Anna Linda, M.D., of the University of Udine in Italy, and colleagues analyzed medical records in 4,458 imaging-guided percutaneous biopsies, including surgical excision results in 62 cases in which radial scar was the highest-risk lesion found in percutaneous biopsy. The mammographic and sonographic images and surgical findings were reviewed and the underestimation rate for malignancy using percutaneous biopsy was calculated. Mammographic and sonographic appearances of radial scars also were evaluated for their usefulness in differentiating those with and without associated malignancy.

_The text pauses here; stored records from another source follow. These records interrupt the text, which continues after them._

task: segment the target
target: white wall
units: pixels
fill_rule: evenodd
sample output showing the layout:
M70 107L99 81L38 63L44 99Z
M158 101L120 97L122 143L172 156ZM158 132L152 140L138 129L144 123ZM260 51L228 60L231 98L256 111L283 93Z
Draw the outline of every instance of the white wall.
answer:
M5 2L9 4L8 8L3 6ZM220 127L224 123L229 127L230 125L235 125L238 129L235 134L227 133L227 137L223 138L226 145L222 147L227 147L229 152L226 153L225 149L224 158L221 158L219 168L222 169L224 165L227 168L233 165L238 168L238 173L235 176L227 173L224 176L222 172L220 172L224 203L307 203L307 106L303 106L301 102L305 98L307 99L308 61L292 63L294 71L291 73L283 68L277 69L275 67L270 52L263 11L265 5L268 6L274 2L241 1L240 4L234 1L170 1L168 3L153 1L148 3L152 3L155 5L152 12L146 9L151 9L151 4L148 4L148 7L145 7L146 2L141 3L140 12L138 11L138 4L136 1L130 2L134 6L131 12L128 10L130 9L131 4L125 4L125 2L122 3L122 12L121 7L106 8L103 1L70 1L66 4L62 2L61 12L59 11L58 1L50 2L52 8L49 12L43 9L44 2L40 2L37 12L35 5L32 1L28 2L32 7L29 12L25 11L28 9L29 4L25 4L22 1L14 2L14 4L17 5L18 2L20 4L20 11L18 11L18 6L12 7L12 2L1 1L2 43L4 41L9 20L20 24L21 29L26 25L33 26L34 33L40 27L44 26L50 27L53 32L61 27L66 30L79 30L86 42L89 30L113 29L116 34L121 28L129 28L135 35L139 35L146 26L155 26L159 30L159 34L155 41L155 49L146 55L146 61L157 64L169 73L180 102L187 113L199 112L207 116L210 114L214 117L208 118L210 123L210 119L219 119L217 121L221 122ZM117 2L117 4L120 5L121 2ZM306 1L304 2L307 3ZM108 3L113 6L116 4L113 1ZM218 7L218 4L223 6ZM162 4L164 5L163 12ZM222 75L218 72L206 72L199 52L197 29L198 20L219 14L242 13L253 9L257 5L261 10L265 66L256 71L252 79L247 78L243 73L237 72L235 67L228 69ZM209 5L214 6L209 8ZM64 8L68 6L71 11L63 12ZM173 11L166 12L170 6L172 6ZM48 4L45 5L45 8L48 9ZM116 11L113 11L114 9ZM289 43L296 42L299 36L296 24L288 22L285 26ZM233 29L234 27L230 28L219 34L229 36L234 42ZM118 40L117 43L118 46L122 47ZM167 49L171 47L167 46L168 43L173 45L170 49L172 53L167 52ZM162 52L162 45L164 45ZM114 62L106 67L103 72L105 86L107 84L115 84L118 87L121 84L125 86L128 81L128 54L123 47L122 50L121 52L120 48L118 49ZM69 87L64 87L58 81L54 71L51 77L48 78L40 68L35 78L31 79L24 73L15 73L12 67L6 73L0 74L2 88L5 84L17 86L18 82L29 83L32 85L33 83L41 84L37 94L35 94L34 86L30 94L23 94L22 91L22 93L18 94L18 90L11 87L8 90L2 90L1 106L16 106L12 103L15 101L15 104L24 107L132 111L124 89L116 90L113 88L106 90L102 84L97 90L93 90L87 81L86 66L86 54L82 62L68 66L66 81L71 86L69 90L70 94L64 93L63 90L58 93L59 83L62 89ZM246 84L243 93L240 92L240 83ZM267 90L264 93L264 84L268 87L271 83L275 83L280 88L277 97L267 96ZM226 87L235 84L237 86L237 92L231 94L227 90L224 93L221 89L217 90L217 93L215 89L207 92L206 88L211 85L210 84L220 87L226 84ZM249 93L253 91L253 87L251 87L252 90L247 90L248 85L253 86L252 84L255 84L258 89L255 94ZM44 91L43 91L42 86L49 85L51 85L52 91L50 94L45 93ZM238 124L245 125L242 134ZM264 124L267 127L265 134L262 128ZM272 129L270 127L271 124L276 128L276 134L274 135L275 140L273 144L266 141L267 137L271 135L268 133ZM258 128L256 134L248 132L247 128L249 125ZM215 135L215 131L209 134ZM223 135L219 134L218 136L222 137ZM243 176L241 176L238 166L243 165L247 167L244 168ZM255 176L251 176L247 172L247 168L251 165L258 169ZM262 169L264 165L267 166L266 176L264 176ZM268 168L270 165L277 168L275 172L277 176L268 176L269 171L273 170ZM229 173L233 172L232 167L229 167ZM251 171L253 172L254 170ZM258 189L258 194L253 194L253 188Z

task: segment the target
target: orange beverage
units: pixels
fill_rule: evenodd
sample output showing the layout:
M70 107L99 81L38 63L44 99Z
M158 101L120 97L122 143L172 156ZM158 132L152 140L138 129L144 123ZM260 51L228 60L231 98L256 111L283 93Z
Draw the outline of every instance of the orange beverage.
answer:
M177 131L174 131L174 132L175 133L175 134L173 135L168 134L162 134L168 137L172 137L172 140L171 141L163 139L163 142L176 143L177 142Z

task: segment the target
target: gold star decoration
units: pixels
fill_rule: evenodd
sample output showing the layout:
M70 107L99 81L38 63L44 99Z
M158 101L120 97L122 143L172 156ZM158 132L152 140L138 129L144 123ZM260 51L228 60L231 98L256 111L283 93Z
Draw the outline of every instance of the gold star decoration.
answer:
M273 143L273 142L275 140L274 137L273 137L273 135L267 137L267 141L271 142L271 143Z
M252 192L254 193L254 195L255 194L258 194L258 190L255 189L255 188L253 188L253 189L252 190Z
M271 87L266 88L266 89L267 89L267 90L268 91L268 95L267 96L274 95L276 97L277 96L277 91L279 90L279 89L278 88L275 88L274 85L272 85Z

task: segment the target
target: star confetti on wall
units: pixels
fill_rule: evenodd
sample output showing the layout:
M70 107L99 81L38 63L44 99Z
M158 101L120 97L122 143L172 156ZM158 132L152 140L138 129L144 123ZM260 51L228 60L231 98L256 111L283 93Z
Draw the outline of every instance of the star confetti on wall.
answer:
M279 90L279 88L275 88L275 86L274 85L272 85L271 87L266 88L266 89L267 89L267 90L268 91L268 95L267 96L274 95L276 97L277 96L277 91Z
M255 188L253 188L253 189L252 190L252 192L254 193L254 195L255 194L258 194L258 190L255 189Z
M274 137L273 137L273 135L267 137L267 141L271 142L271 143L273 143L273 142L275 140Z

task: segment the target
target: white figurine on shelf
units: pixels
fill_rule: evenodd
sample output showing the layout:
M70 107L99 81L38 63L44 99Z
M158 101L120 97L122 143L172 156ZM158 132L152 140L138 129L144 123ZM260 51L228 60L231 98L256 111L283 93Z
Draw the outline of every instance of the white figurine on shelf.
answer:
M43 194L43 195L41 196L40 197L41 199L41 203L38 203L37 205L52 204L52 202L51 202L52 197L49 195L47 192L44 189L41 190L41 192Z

Overall, percutaneous biopsy underestimated malignancy 8 percent of the time (9 percent for sonography-guided biopsies and 5 percent for stereotactically-guided biopsies). Further, there were no sufficient differences between the mammographic and sonographic appearances of the radial scars with and without associated malignancy to distinguish between them.
"A percutaneous diagnosis of a radial scar does not exclude associated malignancy at surgical excision. Mammographic and sonographic features of a lesion diagnosed as a radial scar at percutaneous imaging-guided biopsy do not predict which lesions will have associated malignancy at surgery. Therefore, all patients with percutaneous diagnosis of a radial scar should undergo surgical excision regardless of mammographic and sonographic appearances, until further criteria can be determined," the authors write.